For EM-AT, contrast is usually generated by staining cellular membranes and proteins non-specifically with heavy metals such as osmium, lead, or uranium. Again, staining may be accomplished either pre-embedding or post-embedding, but pre-embedding metal staining can be considered only when no subsequent immunolabeling is intended, as the methods are incompatible. Pre-embedding metal staining can provide excellent results with small tissue samples, but results are often inconsistent with larger specimens. Post-embedding staining for EM-AT avoids any depth-dependent stain variations and can be carried out following the conclusion of FM-AT imaging, providing the essential basis for conjugate FM/EM-AT image acquisition.
How are arrays imaged?
FM-AT images may be acquired by standard widefield fluorescence microscopy, by confocal fluorescence microscopy, or by lateral super-resolution modes such as PALM, STORM, STED, or structured illumination.

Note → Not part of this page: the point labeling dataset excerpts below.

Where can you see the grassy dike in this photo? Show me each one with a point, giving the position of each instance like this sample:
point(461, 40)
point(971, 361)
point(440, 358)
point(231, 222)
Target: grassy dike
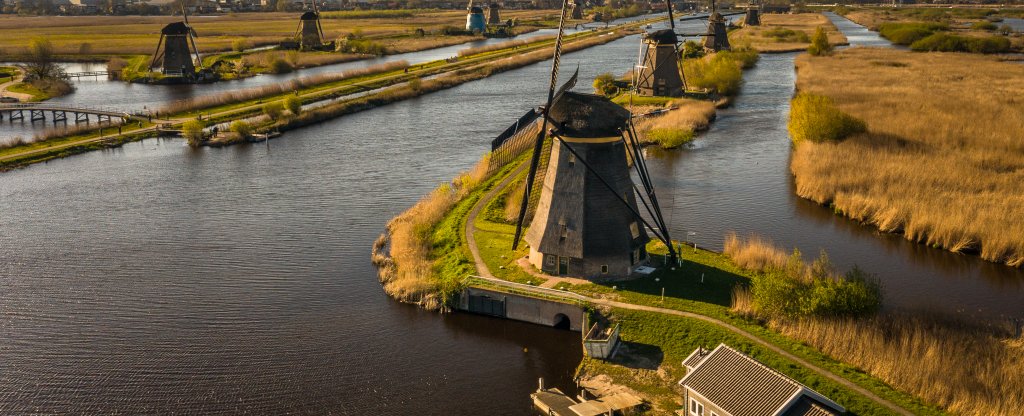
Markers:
point(385, 87)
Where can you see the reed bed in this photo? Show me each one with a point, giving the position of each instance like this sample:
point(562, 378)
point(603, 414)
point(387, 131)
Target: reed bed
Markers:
point(408, 271)
point(242, 95)
point(941, 162)
point(785, 33)
point(966, 369)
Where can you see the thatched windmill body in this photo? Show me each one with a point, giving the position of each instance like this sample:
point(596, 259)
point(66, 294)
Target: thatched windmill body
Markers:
point(176, 50)
point(474, 19)
point(587, 222)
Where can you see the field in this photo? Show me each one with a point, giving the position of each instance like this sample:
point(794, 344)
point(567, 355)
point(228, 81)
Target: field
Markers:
point(941, 162)
point(785, 33)
point(89, 36)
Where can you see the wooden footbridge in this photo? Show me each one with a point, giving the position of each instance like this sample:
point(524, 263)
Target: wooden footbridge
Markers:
point(39, 111)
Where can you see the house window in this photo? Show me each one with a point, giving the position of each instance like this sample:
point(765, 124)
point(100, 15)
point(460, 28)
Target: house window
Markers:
point(696, 409)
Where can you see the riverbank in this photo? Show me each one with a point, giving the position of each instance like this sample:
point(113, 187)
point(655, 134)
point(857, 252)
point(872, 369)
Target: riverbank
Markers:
point(367, 90)
point(950, 179)
point(785, 33)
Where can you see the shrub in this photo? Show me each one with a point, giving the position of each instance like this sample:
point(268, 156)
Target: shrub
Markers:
point(815, 118)
point(193, 132)
point(279, 66)
point(670, 137)
point(604, 84)
point(273, 110)
point(719, 73)
point(984, 26)
point(241, 44)
point(819, 45)
point(242, 128)
point(907, 33)
point(294, 105)
point(944, 42)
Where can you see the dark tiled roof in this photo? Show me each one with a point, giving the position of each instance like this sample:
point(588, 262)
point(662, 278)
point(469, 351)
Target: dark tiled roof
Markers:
point(810, 407)
point(743, 386)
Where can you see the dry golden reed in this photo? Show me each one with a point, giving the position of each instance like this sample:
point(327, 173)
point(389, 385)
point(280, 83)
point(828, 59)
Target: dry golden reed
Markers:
point(942, 161)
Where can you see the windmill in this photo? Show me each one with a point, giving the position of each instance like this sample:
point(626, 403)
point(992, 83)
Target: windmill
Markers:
point(658, 73)
point(310, 33)
point(173, 49)
point(494, 17)
point(753, 16)
point(475, 21)
point(588, 220)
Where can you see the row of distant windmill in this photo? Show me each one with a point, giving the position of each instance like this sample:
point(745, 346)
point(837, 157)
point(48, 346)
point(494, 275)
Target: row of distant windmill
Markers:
point(177, 54)
point(592, 218)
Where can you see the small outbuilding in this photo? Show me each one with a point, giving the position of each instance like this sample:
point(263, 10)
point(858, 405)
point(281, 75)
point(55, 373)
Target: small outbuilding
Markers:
point(727, 382)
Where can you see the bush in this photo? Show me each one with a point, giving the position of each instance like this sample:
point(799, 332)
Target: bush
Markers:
point(819, 45)
point(279, 66)
point(719, 72)
point(984, 26)
point(241, 44)
point(604, 84)
point(815, 118)
point(905, 34)
point(193, 132)
point(273, 110)
point(670, 137)
point(242, 128)
point(294, 105)
point(944, 42)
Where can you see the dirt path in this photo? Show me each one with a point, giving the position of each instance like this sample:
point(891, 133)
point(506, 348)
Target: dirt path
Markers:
point(484, 273)
point(20, 96)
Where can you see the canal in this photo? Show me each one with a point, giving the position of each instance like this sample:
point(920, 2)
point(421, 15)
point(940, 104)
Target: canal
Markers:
point(156, 278)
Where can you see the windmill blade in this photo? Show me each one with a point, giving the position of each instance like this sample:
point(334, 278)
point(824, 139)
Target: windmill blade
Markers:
point(541, 135)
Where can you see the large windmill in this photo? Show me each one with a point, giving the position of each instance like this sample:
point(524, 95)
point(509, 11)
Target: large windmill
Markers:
point(310, 33)
point(474, 19)
point(174, 50)
point(588, 221)
point(658, 73)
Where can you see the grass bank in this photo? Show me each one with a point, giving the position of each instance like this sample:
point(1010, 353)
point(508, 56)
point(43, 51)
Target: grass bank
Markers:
point(785, 33)
point(941, 161)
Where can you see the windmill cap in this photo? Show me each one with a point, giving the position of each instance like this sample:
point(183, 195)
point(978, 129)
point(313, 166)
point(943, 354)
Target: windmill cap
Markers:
point(177, 28)
point(580, 115)
point(662, 37)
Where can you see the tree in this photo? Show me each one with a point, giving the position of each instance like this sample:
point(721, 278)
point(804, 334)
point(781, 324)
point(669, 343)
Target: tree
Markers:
point(294, 105)
point(193, 131)
point(273, 110)
point(819, 43)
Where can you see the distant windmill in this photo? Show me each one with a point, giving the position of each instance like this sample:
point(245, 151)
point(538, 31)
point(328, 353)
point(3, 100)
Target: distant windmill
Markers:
point(173, 49)
point(717, 38)
point(753, 16)
point(310, 33)
point(474, 19)
point(494, 17)
point(588, 221)
point(658, 73)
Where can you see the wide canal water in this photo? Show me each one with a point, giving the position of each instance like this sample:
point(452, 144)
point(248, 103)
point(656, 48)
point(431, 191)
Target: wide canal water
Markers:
point(156, 278)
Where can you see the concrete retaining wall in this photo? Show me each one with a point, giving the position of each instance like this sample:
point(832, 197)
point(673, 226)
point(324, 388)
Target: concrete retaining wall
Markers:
point(520, 307)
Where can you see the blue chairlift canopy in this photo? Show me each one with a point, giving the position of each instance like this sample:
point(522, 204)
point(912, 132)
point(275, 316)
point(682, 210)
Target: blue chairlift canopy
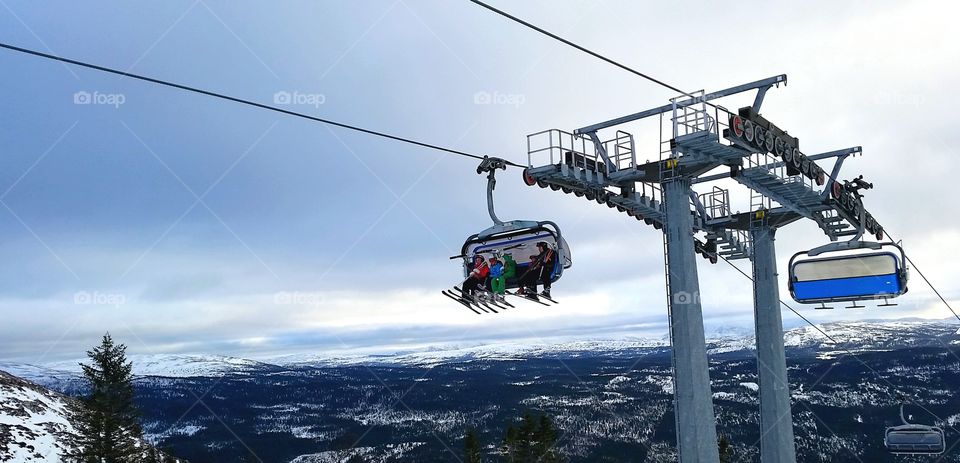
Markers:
point(850, 277)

The choice of fluorescence microscopy mode is influenced by tradeoffs between achievable lateral resolution, imaging speed, and the number of fluorescence “color” channels accessible in a single stain-image-wash round. Straight widefield fluorescence offers a very attractive combination of low instrument cost, very high acquisition speed, high channel capacity, and high resolution, truly diffraction-limited even when using aberration-prone high NA objectives (as explained in the following section). When sufficiently high fluorescent label density is achievable (e.g., [3, 22, 44, 63]), the lateral super-resolution AT modes offer still higher lateral resolution, though this advantage comes at present with substantial costs in process complexity and speed.

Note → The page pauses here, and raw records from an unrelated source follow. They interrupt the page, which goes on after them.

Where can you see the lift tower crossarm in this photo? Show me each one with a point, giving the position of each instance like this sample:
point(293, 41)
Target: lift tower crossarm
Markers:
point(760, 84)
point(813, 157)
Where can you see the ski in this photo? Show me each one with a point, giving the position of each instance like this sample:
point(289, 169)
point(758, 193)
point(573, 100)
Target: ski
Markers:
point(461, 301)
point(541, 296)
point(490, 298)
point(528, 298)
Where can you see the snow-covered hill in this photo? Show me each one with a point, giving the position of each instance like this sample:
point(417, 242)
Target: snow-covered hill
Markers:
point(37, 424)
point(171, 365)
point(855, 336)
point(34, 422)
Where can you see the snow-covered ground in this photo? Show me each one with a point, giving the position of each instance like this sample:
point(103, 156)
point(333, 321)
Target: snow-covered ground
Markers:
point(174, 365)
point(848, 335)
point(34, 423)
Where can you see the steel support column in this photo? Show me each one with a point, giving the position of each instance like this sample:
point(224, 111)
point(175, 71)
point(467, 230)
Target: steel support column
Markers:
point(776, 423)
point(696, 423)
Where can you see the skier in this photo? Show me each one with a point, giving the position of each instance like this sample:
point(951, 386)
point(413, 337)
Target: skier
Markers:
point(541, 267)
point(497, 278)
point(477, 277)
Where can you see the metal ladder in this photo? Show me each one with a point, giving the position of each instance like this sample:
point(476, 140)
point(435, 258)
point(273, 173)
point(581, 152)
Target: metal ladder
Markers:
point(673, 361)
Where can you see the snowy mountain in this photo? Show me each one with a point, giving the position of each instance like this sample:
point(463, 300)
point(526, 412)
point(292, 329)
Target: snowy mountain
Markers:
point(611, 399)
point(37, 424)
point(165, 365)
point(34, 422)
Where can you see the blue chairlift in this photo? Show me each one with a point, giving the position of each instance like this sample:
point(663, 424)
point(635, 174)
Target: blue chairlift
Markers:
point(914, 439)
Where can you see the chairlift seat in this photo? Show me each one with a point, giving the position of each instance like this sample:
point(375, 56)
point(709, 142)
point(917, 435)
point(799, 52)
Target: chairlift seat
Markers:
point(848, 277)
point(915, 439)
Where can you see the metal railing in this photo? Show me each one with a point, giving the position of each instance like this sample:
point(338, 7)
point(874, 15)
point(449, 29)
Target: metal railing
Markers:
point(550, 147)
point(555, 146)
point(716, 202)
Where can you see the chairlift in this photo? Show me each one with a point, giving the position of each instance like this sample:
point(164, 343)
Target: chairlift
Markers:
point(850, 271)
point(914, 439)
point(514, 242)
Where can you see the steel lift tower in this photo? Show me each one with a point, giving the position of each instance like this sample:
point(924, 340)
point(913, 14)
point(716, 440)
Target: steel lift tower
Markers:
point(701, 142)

Scanning electron microscopy (SEM) captures EM images for EM-AT and FM/EM-AT. While simpler tungsten-filament SEMs might be used for this purpose, the improvements in acquisition speed and effective resolution with the more complex (and, unfortunately, expensive) field-emission SEM (FE-SEM) are dramatic. Though FE-SEM image acquisition is fast in comparison to tungsten SEMs, it is still very slow, however, in comparison to fluorescence image acquisition on a volume basis. A recently introduced multi-beam SEM (mSEM) promises enormous increases in SEM acquisition speed, though this advantage entails further very large increases in instrument complexity and cost.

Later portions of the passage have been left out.